Startup Backed by Former McDonald's CEO Survives 85% Sales Drop
(Bloomberg) -- Farmer’s Fridge looked headed for disaster when Covid-19 hit the U.S.
The venture-capital-backed firm had its refrigerated vending machines—stocked with its pesto pastas bowls and other healthy options—located in the offices, college campuses and airports that were deserted during the pandemic. Sales collapsed at the 200-person company, which had been expanding.
Luke Saunders, the company’s 35-year-old CEO and founder, kept Farmer’s Fridge afloat by taking out a $2.6 million loan from the federal government’s Paycheck Protection Program. That helped the firm make a quick pivot to home delivery in its existing markets, including New York, Chicago and Philadelphia. It later expanded to more parts of the country and added new distribution partners like retail giant Target.
By May, the successful shift in strategy helped the company raise another $40 million from investors. That pushed its total funding from firms such as Cleveland Avenue, founded by former McDonald’s CEO Don Thompson, to about $75 million, according to Saunders. It added another $2 million PPP loan two months ago.
Bloomberg recently spoke with Saunders about how the Chicago-based startup survived, and what’s next.
The pandemic halted life in America—especially in city centers where Farmer’s Fridge thrived. The company was growing and looking at new markets. How did the firm withstand that initial hit?
We lost 85% of our revenue over a two-week period in March, after having our best month ever. We launched a home delivery website and program over a weekend.

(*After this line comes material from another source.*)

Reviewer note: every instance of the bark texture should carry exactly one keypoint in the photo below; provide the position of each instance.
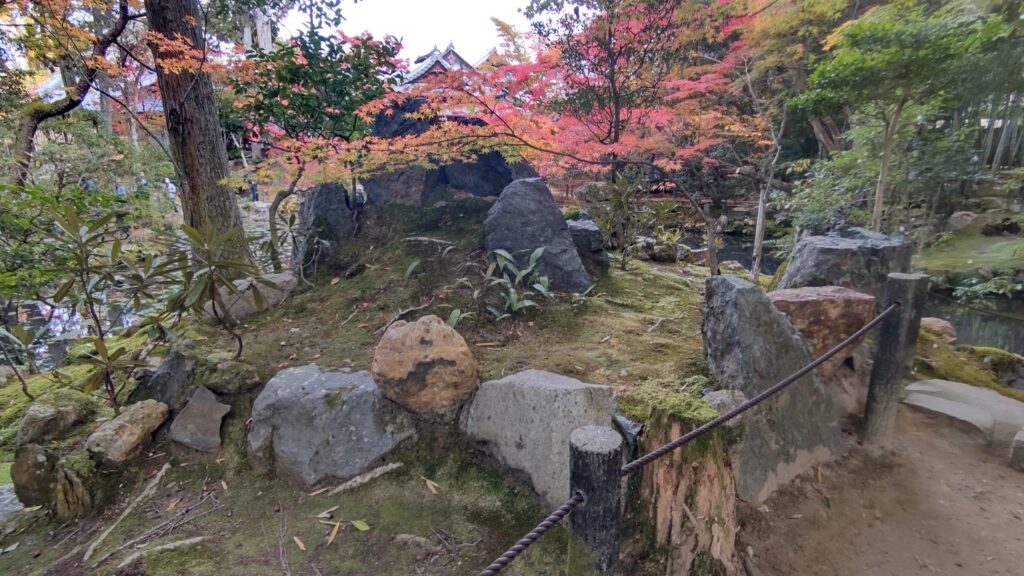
(193, 124)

On Friday, it didn’t exist, and on Monday, it did.
It turns out that selling via vending machine was almost the perfect response to Covid. It’s a contactless way to sell food, and you saw business at hospitals surge. How crucial was that?

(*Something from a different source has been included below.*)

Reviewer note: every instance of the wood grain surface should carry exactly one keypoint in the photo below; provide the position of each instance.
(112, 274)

That really kept us afloat in crisis mode. By May, we were back to 95% of pre-Covid revenue.
There’s been a lot of debate about how much people will work from home when Covid recedes. How are you preparing?
We launched a line of heatable plates that people can order for delivery. One is a sweet potato enchilada. We launched a falafel plate.
In some ways, the pandemic might have been a blessing in disguise because you’re expanding faster than expected.
We always planned to be everywhere, but the pandemic really accelerated that because we needed to survive. We’re now partnering with UPS to ship food to reach over 45 million people. We launched in Dunkin’ Donuts in January. We launched in Target—23 stores for the first set. If we do well, then we go to more.
Our mission is to be ubiquitous, so we would like to be in all of them.
Editor’s note: This interview has been edited and condensed.